Test oracles play a crucial role in software testing, enabling effective bug detection. Despite initial promise, neural-based methods for automated test oracle generation often result in a large number of false positives and weaker test oracles. While LLMs have demonstrated impressive effectiveness in various software engineering tasks, including code generation, test case creation, and bug fixing, there remains a notable absence of large-scale studies exploring their effectiveness in test oracle generation. The question of whether LLMs can address the challenges in effective oracle generation is both compelling and requires thorough investigation. In this research, we present the first comprehensive study to investigate the capabilities of LLMs in generating correct, diverse, and strong test oracles capable of effectively identifying a large number of unique bugs. To this end, we fine-tuned seven code LLMs using six distinct prompts on the SF110 dataset. Utilizing the most effective fine-tuned LLM and prompt pair, we introduce TOGLL, a novel LLM-based method for test oracle generation. To investigate the generalizability of TOGLL, we conduct studies on 25 large-scale Java projects. Besides assessing the correctness, we also assess the diversity and strength of the generated oracles. We compare the results against EvoSuite and the state-of-the-art neural method, TOGA. Our findings reveal that TOGLL can produce 3.8 times more correct assertion oracles and 4.9 times more exception oracles. Moreover, our findings demonstrate that TOGLL is capable of generating significantly diverse test oracles. It can detect 1,023 unique bugs that EvoSuite cannot, which is ten times more than what the previous SOTA neural-based method, TOGA, can detect.

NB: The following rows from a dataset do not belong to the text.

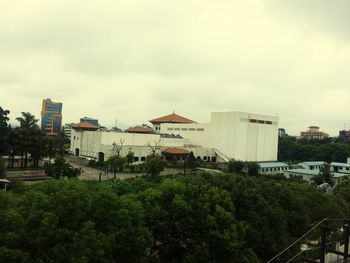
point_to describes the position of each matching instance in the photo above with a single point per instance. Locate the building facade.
(51, 116)
(313, 133)
(229, 135)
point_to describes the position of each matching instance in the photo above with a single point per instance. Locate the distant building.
(51, 116)
(313, 165)
(344, 134)
(90, 120)
(282, 133)
(272, 168)
(313, 133)
(67, 130)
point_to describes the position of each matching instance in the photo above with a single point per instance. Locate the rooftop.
(272, 164)
(171, 118)
(174, 150)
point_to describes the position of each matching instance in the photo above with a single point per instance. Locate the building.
(340, 167)
(90, 120)
(67, 130)
(229, 135)
(282, 133)
(314, 165)
(344, 135)
(272, 168)
(307, 175)
(313, 133)
(51, 116)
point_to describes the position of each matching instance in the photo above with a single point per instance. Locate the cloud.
(133, 60)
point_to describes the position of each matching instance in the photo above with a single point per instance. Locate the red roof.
(139, 129)
(85, 125)
(175, 150)
(172, 118)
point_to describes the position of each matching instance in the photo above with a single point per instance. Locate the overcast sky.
(134, 60)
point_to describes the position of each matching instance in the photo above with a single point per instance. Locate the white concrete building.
(313, 165)
(229, 135)
(272, 168)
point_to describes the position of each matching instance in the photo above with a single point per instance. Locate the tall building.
(313, 133)
(51, 116)
(90, 120)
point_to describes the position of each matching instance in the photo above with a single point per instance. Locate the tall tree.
(4, 131)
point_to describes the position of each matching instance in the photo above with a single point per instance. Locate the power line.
(308, 232)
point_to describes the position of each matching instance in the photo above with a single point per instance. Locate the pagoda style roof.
(85, 126)
(175, 150)
(171, 118)
(140, 129)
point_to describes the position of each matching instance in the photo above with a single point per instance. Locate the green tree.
(130, 157)
(235, 167)
(4, 131)
(60, 168)
(2, 168)
(154, 166)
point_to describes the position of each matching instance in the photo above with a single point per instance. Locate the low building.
(313, 133)
(340, 167)
(272, 168)
(90, 120)
(307, 175)
(313, 165)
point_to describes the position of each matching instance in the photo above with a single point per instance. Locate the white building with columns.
(229, 135)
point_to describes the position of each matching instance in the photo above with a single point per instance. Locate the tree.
(154, 147)
(60, 168)
(253, 169)
(130, 157)
(154, 166)
(117, 147)
(235, 167)
(324, 176)
(4, 131)
(116, 163)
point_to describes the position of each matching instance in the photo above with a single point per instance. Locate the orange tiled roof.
(85, 125)
(174, 150)
(139, 129)
(171, 118)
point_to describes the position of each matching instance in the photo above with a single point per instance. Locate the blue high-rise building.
(51, 116)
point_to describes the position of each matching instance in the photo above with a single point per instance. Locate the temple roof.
(171, 118)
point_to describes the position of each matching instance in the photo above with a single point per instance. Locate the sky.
(135, 60)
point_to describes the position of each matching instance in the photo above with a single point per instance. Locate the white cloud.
(133, 60)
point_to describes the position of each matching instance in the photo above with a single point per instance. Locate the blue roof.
(272, 164)
(341, 164)
(313, 163)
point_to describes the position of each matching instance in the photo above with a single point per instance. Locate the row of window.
(274, 169)
(260, 121)
(185, 129)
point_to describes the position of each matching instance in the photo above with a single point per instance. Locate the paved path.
(92, 173)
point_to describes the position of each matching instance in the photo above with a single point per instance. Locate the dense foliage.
(295, 151)
(181, 218)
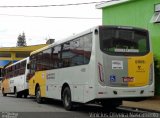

翻译：测试预言在软件测试中扮演着关键角色，能够有效支持缺陷检测。尽管基于神经网络的自动化测试预言生成方法最初展现出潜力，但其常产生大量误报并生成较弱的测试预言。虽然大型语言模型（LLMs）已在多项软件工程任务中展现出卓越效能，包括代码生成、测试用例创建和缺陷修复，但在测试预言生成领域仍缺乏大规模研究来深入探讨其有效性。LLMs能否应对有效预言生成中的挑战，这一问题既引人关注，亦需深入探究。本研究首次开展全面探索，旨在评估LLMs生成正确、多样且强大的测试预言的能力，这些预言需能有效识别大量独特缺陷。为此，我们在SF110数据集上使用六种不同提示对七个代码LLMs进行微调。基于最有效的微调LLM与提示组合，我们提出了TOGLL——一种基于LLM的新型测试预言生成方法。为探究TOGLL的泛化能力，我们在25个大规模Java项目上展开实验。除评估生成预言的正确性外，我们还系统分析了其多样性与强度，并将结果与EvoSuite及当前最先进的神经方法TOGA进行对比。实验结果表明：TOGLL能生成3.8倍于基准的正确断言预言及4.9倍的正确异常预言；同时，TOGLL生成的测试预言具有显著多样性，可检测出1,023个EvoSuite无法发现的独特缺陷，这一数量达到先前最先进神经方法TOGA检测能力的十倍。